Someone showed me a link this week to a program called Piccure designed to remove camera shake and motion blur from photographs. If this was an iPhone app, aimed at cleaning up those shaky images shot in nightclubs it’d be brilliant. Phone cameras just can’t deal with low light situations. But it’s not. This is a plug in for Photoshop Elements and Lightroom. It’s marketed at people with enough interest in photography to have bought an image editing package.

I quote from the website:

“Correct camera shake in a matter of seconds – save time, money and frustration.”

Seriously? I think this is just encouraging people to not learn the basics, to just spend more money on a plugin that will attempt to fix it after the fact in Photoshop.
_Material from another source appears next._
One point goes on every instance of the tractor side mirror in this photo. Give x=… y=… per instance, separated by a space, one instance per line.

If you really want to “save time, money and frustration” just get to know your camera and learn the exposure triangle.

Dig a little deeper on the site and you get to this:

“For example, if you shoot a subject that is far away with a tele lens and you select a long exposure (e.g. 1/50), your image may be blurry because your camera has moved a little during the 1/50 seconds.”

It’s blurry because hand holding a long lens steady at 1/50th isn’t possible, even if you’re Joe McNally, but you do not need to buy Photoshop plugins. You can fix this easily by opening your aperture and/or upping your ISO.

This is clever technology but you really don’t need to spend £80 on it. Instead invest a little time in learning. There are plenty of free resources online, in fact you can even find a few tips on getting sharper shots right here.

So please, save your money and educate yourself instead with a few ebooks from Craft & Vision instead.